All machine learning (ML) models follow a lifecycle that is divided into two cyclical phases: model development and model deployment.
While model deployment is typically done in an interactive Jupyter notebook, as it is a highly experimental phase, putting models in production demands automation and scalability. Moving between these two phases is most typically where ML projects fail.
Building on top of well-established DevOps practices, MLOps processes and tools focus on combining development and operations to enable production-grade ML lifecycles.
Kubernetes, a DevOps tool open-sourced in 2014 and since adopted by over half of organizations worldwide, has similarly become the preferred MLOps tool to manage automated machine learning pipelines in a reproducible, safe, and scalable way.

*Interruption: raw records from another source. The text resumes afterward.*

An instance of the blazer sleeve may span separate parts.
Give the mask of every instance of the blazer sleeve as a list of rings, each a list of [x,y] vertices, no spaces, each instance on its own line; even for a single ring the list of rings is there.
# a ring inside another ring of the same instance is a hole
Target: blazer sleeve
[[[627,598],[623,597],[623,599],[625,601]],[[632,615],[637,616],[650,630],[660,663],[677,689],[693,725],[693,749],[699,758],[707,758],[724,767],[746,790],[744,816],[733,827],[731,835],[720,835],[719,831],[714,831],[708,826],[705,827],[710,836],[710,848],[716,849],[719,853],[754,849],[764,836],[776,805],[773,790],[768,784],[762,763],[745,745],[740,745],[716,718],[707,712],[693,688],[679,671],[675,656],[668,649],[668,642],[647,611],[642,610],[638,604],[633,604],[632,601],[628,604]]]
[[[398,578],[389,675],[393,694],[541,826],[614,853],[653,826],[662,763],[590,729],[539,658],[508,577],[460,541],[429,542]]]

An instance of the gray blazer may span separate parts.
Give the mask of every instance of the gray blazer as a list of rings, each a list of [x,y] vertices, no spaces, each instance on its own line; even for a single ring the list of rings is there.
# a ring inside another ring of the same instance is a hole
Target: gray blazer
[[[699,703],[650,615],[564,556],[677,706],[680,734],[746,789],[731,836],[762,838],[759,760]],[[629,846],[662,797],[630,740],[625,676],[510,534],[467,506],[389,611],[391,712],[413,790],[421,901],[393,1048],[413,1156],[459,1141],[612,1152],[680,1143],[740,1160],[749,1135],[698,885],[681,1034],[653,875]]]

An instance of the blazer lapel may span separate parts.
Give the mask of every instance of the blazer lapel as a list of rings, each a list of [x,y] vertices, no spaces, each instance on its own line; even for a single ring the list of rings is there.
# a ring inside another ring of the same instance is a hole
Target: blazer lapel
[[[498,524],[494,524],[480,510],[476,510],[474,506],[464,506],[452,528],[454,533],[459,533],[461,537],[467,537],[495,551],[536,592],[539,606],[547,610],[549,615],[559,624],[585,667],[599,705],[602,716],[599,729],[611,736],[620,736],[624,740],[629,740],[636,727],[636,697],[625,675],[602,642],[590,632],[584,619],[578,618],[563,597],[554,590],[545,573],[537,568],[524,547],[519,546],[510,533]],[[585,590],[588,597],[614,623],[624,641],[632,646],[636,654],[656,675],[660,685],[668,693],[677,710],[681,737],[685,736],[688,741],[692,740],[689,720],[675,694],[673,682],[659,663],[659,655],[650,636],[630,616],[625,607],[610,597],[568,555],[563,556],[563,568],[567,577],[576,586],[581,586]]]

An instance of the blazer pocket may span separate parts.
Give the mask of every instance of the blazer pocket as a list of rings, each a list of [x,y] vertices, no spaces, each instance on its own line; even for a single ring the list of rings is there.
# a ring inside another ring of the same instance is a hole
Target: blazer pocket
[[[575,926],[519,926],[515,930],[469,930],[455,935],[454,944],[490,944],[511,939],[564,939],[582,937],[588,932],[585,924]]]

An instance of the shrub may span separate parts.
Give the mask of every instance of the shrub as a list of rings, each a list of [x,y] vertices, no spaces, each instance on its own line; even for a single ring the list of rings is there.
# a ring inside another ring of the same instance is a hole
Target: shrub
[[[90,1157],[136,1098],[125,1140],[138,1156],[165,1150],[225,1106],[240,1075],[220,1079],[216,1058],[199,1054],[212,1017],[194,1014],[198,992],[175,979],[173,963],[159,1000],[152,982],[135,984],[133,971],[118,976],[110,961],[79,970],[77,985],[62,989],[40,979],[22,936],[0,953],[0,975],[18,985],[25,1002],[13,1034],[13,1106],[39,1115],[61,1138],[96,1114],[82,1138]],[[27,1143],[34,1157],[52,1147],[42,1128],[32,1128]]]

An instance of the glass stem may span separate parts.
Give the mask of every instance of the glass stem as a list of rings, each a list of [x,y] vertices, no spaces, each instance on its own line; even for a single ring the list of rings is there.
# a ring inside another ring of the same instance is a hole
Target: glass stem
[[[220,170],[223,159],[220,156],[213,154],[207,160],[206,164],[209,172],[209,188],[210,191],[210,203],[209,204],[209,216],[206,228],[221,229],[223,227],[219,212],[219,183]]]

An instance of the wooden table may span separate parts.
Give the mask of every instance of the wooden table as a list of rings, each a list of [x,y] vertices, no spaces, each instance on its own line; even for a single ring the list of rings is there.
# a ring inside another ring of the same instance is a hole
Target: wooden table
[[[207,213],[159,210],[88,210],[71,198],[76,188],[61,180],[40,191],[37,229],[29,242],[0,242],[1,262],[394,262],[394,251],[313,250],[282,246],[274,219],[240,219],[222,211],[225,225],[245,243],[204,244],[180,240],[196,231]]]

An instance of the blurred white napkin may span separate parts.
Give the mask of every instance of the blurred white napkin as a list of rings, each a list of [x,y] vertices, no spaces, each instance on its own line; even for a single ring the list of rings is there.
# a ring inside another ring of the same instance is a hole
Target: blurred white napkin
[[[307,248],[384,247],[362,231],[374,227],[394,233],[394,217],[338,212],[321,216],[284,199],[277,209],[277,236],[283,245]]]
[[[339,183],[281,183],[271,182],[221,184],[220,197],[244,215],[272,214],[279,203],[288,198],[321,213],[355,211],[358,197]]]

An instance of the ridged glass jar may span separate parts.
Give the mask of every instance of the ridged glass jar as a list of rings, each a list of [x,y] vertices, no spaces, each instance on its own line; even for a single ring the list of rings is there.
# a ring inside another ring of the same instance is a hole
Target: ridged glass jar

Kubernetes is a container orchestration tool. So to understand what it is exactly, we need to understand what containers are and how they revolutionized the industry.
Figure 1: The history behind Kubernetes (Source: Kubernetes)
Originally, applications used to run on a dedicated server and were thus constrained by the hardware and OS available.
To speed up deployment and improve portability, virtualization was introduced, allowing for the abstraction of application code and environment in a virtual machine. Multiple virtual machines can run on the same hardware to reduce resource waste, with the hypervisor allocating processors, memory, and storage among them.
Still, virtualizing the physical hardware is a slow process. Containers successfully reduce deployment time to seconds by sharing the machine OS kernel so that each container hosts only the code, configurations, and packages that the application depends on.
Containers have the unique advantage of being lightweight and portable across on-premises and cloud systems.
Figure 2: Architectural view of Kubernetes components (Source: Kubernetes)
As a container orchestration tool, Kubernetes lets you manage multiple running containers with zero downtime. It also features autoscaling, failovers, load balancing, and more—all of which would be near to impossible to achieve manually—plus well-defined deployment patterns and amazing community support.
The collection of installations, application code, and dependencies required to configure an application environment is defined in an “image.” Docker is the preferred tool to create images:
Figure 3: An example Dockerfile (Source: Docker)
Images are defined in a Dockerfile and organized in layers, where the lower in the hierarchy a layer is, the less it is expected to change over time. This is to optimize deployment efficiency, as layers are automatically cached after the first build. The example shown covers the typical steps for defining most images:
When the image is running, it is then called a “container” and managed by container orchestration tools such as Kubernetes.
To run an image on Kubernetes, we would typically have to define a series of YAML configuration files with a minimal setup containing the following files:
We can then use Kubernetes’ command-line tool, kubectl, to apply the configurations.
Kubeflow is Kubernetes for ML.
More specifically, it is an open-source machine learning platform built on top of Kubernetes that makes the development and deployment of ML workflows simple, portable, and scalable.
Figure 4: Architectural view of Kubeflow components (Source: Kubeflow)
There are three main Kubeflow components supporting model development:
Figure 5: Kubeflow’s central dashboard with a view of multiple tools on the left menu (Source: Kubeflow)
Last but not least, Kubeflow comes with a pre-built central user interface, which makes it easy and enjoyable for practitioners to adopt it.
As mentioned before, Kubernetes supports end-to-end production-grade ML lifecycles.
Automating training pipelines with Kubernetes is not a common practice because of its steep learning curve. While it is common for engineers to use Kubernetes for a broad set of applications, it is not a common skill required for data scientists.
Still, containerizing training pipelines is bound to become the new standard, as it leads to the well-known benefits of scalability, modularity, portability, and reproducibility.
In a Kubernetes-based training or batch inference pipeline, each task is a Dockerized container with well-defined inputs, logic, and outputs. A pipeline is composed of multiple tasks, each running with its own hardware and software specifications to optimize performance.
As previously mentioned, Kubeflow provides this capability with its Pipelines.
The most common application of Kubernetes is to deploy microservices, so real-time ML inference is the most natural application of Kubernetes for MLOps.
Not only is it easy to select and deploy any framework, but Kubernetes’ inherent scalability makes it easy to optimize real-time applications for latency and throughput.
Figure 6: A simple FastAPI app for model serving
Since Kubernetes abstracts container orchestration for us, model serving is as simple as creating an app like the one in the demo code above, creating a Docker image to deploy it from and running it on Kubernetes.
Kubernetes and Kubeflow are open-source systems, so it can be difficult to choose between self-managing or selecting one of their many managed solutions.
After all, most MLOps products are built on top of them.
Having said that, unless you demand extremely custom requirements, it is never recommended to opt for a self-managed solution. Managed Kubernetes and Kubeflow solutions such as Iguazio are the best option, as they minimize engineering overhead and maintenance while providing a set of well-established MLOps best practices to follow.